The Devil card in modern times is derived in part from
Eliphas Levi's famous illustration Baphomet.
Reading
Positive associations with this tarot card are will,
persistence, permanance and commitment. The most prominent negative
associations of this card are weaknesses of body and soul. Entrapment,
attachment,
lust, greed, ignorance, anger. It is our bondage to all things material.
Generally speaking this card is not a good sign but if positioned on place where
commitment is needed it can provide a positive effect for success. Also, it can
be a sign that you are gaining control. It can personificate the animal,
instinctual and even bestial parts of us.
Symbolism
man and woman, loose chains, baphomet, duality
Perhaps the most prominent motif in this card is completely black background.
This card and The Tower are the only cards with that
feature. Obviously, black background represents the absence of light, pointing
to a fact that evil considerations of this card are merely a result of absence of light.
The Devil has an inverted pentagram on his
forehead, a symbol of distorted and ill-based mental faculties.

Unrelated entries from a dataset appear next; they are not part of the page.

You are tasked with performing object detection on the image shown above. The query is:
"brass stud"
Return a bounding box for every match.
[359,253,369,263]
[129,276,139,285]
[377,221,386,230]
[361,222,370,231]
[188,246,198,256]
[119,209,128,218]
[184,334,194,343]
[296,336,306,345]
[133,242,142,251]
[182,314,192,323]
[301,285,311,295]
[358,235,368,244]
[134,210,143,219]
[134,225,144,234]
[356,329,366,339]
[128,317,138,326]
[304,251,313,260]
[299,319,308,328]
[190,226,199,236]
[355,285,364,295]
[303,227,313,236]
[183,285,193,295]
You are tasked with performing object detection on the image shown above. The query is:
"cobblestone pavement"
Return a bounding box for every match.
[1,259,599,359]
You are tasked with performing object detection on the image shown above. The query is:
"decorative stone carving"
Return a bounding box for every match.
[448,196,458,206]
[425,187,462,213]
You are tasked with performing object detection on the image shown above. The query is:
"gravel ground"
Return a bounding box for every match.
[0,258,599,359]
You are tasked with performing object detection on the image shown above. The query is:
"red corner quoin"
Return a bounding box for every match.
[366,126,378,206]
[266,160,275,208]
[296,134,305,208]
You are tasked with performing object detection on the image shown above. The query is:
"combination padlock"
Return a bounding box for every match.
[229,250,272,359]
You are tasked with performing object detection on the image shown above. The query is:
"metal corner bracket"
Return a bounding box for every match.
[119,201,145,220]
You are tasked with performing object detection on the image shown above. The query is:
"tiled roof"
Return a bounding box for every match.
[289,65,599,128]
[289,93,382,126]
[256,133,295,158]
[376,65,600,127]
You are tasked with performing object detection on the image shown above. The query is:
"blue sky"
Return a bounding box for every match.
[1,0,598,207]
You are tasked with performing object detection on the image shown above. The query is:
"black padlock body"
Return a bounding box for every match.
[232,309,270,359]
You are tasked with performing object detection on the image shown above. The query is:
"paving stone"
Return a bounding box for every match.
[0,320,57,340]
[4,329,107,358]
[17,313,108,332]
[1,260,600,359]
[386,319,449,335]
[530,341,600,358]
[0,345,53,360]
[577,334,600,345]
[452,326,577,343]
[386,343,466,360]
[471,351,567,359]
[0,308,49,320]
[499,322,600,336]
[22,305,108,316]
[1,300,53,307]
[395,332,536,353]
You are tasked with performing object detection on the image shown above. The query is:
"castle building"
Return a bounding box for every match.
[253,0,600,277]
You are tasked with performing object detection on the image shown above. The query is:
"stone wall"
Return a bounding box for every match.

In its natural
orientation pentagram symbolizes a man, but this one symbolizes falsehood and
delusion. He sits upon a half-cube, symbolizing an imperfect understanding of
the physical world, which is represented by a cube. Two persons beneath him are
personifications of the self-conscious and the subconscious mind, their horns and hoofs indicate that delusion bestializes
and devolute human consciousness. They are bonded to the cube but as it was said
before, that is another delusion, they are content with their bondage, not
knowing what they could become if they set themselves free. Another inversion of
natural order of things is visible in the manner The Devil is holding the torch. If
you are pointing fire down you will get burned sooner or later. The Devil's
breasts allude on its androgynous nature. The Devil is related both through his
sum of the digits and his iconography to the The Lovers (number 6).
Both cards speak to our drives, the drives that take us out of the Garden of
Eden. The
central character in each card is winged, each one lives in the archetypal ether,
each one is
crowned; the angel in The Lovers with fire, The Devil with a pentagram and ram’s horns.
In both cards are a naked man and a naked woman. But in The
Lovers, there is still some sense of newness, wholesomeness, and hope; in The
Devil they are chained by the neck and partially transformed into creatures of
the underworld; transformed by their taste of the darkness, by the fruit of the
underworld.
The design is an accommodation, mean or harmony, between several motives mentioned in the first part. The Horned Goat of Mendes, with wings like those of a bat, is standing on an altar. At the pit of the stomach there is the sign of Mercury. The right hand is upraised and extended, being the reverse of that benediction which is given by the Hierophant in the fifth card. In the left hand there is a great flaming torch, inverted towards the earth. A reversed pentagram is on the forehead. There is a ring in front of the altar, from which two chains are carried to the necks of two figures, male and female. These are analogous with those of the fifth card, as if Adam and Eve after the Fall. Hereof is the chain and fatality of the material life.
The figures are tailed, to signify the animal nature, but there is human intelligence in the faces, and he who is exalted above them is not to be their master for ever. Even now, he is also a bondsman, sustained by the evil that is in him and blind to the liberty of service. With more than his usual derision for the arts which he pretended to respect and interpret as a master therein, Éliphas Lévi affirms that the Baphometic figure is occult science and magic. Another commentator says that in the Divine world it signifies predestination, but there is no correspondence in that world with the things which below are of the brute. What it does signify is the Dweller on the Threshold without the Mystical Garden when those are driven forth therefrom who have eaten the forbidden fruit.